Neil's News

MobWrite 3

20 January 2009

On the heels of last week's tech talk, here's MobWrite 3. Now with guaranteed synchronization and many other improvements. When demoing it at Google I like to yank my Ethernet cable in mid-edit then watch the system recover gracefully. There's a lot more to come, but I think the synchronization protocol is now stable. Everything else is just add-on features.

Talk amongst yourselves. Be nice. (This instance of MobWrite is running on my dev server, so it may go up and down.)

A couple of follow-ups from previous stories:

Last week I posted a photo of an apparently dangerous electrical panel inside the engine room of the S.S. Jeremiah O'Brien. Documentation shows that the O'Brien runs on 110v DC and the limit of lethality is approximately 50V AC or 120V DC. So it would sting like crazy, but probably won't kill a healthy person.

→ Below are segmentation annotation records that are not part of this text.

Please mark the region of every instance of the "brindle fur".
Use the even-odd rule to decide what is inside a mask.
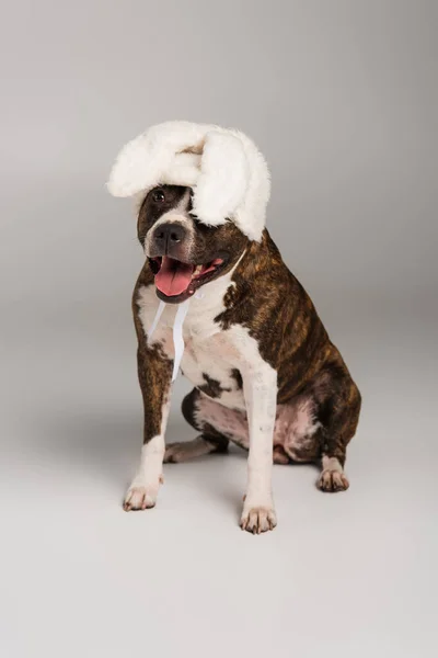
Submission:
[[[184,188],[165,186],[165,190],[164,204],[158,207],[151,194],[148,194],[141,205],[138,237],[142,245],[154,222],[185,193]],[[196,218],[194,222],[196,241],[191,262],[209,262],[224,245],[229,251],[229,260],[221,273],[231,270],[241,258],[232,273],[235,285],[229,287],[224,298],[226,308],[216,318],[218,326],[223,330],[232,325],[247,328],[257,341],[262,358],[277,371],[277,405],[310,400],[313,418],[321,423],[312,436],[304,438],[295,458],[311,462],[323,456],[336,457],[343,466],[347,444],[358,423],[361,398],[308,294],[289,272],[267,230],[258,243],[250,242],[232,223],[209,228]],[[138,315],[138,291],[152,281],[153,273],[147,261],[134,291],[132,305],[139,343],[139,381],[145,401],[145,442],[160,431],[161,408],[168,395],[172,371],[172,362],[159,348],[150,349],[147,345]],[[233,371],[232,377],[237,388],[241,388],[241,373]],[[204,379],[205,384],[199,389],[209,397],[218,397],[222,390],[220,382],[208,373],[205,373]],[[185,398],[184,417],[212,444],[216,452],[223,452],[229,436],[216,430],[208,423],[208,419],[195,419],[194,406],[198,396],[199,390],[195,388]],[[280,463],[289,461],[281,446],[274,447],[274,456],[276,455],[276,461]],[[328,490],[336,489],[334,486],[321,486]]]

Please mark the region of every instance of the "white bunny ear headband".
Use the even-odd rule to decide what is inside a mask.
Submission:
[[[113,196],[134,196],[160,184],[193,188],[193,212],[204,224],[231,219],[251,240],[261,240],[269,170],[243,133],[184,121],[150,127],[123,147],[107,188]]]

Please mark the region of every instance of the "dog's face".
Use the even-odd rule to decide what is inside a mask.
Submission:
[[[209,227],[192,214],[192,190],[151,190],[138,215],[138,238],[155,276],[157,295],[178,304],[228,272],[249,239],[232,223]]]

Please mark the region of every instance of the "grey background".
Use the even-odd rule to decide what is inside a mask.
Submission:
[[[437,19],[420,0],[2,2],[2,656],[436,655]],[[364,394],[350,490],[275,467],[262,537],[238,530],[238,450],[120,511],[142,258],[104,182],[171,118],[265,152],[269,229]],[[171,440],[192,436],[184,389]]]

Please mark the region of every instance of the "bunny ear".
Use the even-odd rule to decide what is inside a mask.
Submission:
[[[189,122],[152,126],[122,149],[107,188],[114,196],[134,196],[165,183],[194,189],[199,222],[219,226],[230,219],[251,240],[261,240],[269,171],[243,133]]]
[[[224,224],[243,203],[249,181],[242,141],[229,133],[207,133],[194,195],[195,215],[210,226]]]
[[[110,193],[134,196],[163,183],[195,184],[199,158],[184,151],[199,148],[209,127],[185,121],[152,126],[118,154],[106,184]]]

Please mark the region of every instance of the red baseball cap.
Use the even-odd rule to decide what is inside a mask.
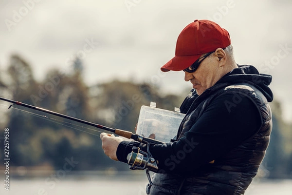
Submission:
[[[231,44],[229,33],[215,22],[195,20],[179,35],[175,56],[161,67],[163,72],[181,71],[189,67],[202,54],[225,48]]]

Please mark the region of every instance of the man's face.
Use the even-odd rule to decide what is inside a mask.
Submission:
[[[201,57],[203,57],[202,55]],[[201,58],[200,57],[200,58]],[[193,73],[184,71],[184,80],[190,81],[193,88],[201,95],[206,89],[213,86],[221,77],[222,68],[220,58],[212,53],[201,62]]]

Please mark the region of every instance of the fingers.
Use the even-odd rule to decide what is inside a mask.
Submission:
[[[102,140],[103,137],[106,136],[110,136],[110,137],[114,137],[115,136],[114,135],[113,135],[113,134],[107,134],[106,133],[102,133],[99,135],[99,137],[100,137],[100,139],[101,140]]]

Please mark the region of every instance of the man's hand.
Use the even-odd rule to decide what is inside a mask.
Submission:
[[[120,143],[124,139],[119,137],[116,137],[113,134],[102,133],[100,136],[102,141],[101,147],[105,154],[111,159],[118,160],[117,157],[117,149]]]

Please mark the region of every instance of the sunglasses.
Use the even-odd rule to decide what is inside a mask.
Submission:
[[[187,72],[188,73],[193,73],[194,72],[196,71],[197,70],[197,69],[198,69],[198,68],[199,68],[199,66],[201,63],[201,62],[203,61],[203,60],[204,59],[205,59],[205,58],[207,58],[207,57],[210,56],[213,52],[214,52],[208,53],[205,56],[199,58],[197,60],[196,60],[196,61],[195,62],[194,62],[194,63],[193,64],[191,65],[190,66],[189,66],[188,68],[186,68],[185,69],[183,70],[183,71]]]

Last May I posted a picture of a plane floating after an emergency water landing, as depicted on a safety pamphlet. I had claimed that this was impossible for planes which have engines under the wing. Here's a video showing what normally happens when such a water landing is attempted. The only successful water landing in history was in 1968 when a DC-8 (which has very small underwing engines) landed in San Francisco Bay. Thus it came as quite a surprise when Flight 1549 landed uneventfully in the Hudson River last week. Thus I take it back, it's not impossible, just improbable.

It would also be interesting to objectively look at who should get what fraction of the credit for executing the successful landing: the pilot (who has received all the credit) or some software engineers in France who wrote the flight-control systems. Airbus has been the leader in fly-by-wire controls (though they got off to a rough start (interestingly that was an A320, the same as the one in the Hudson)).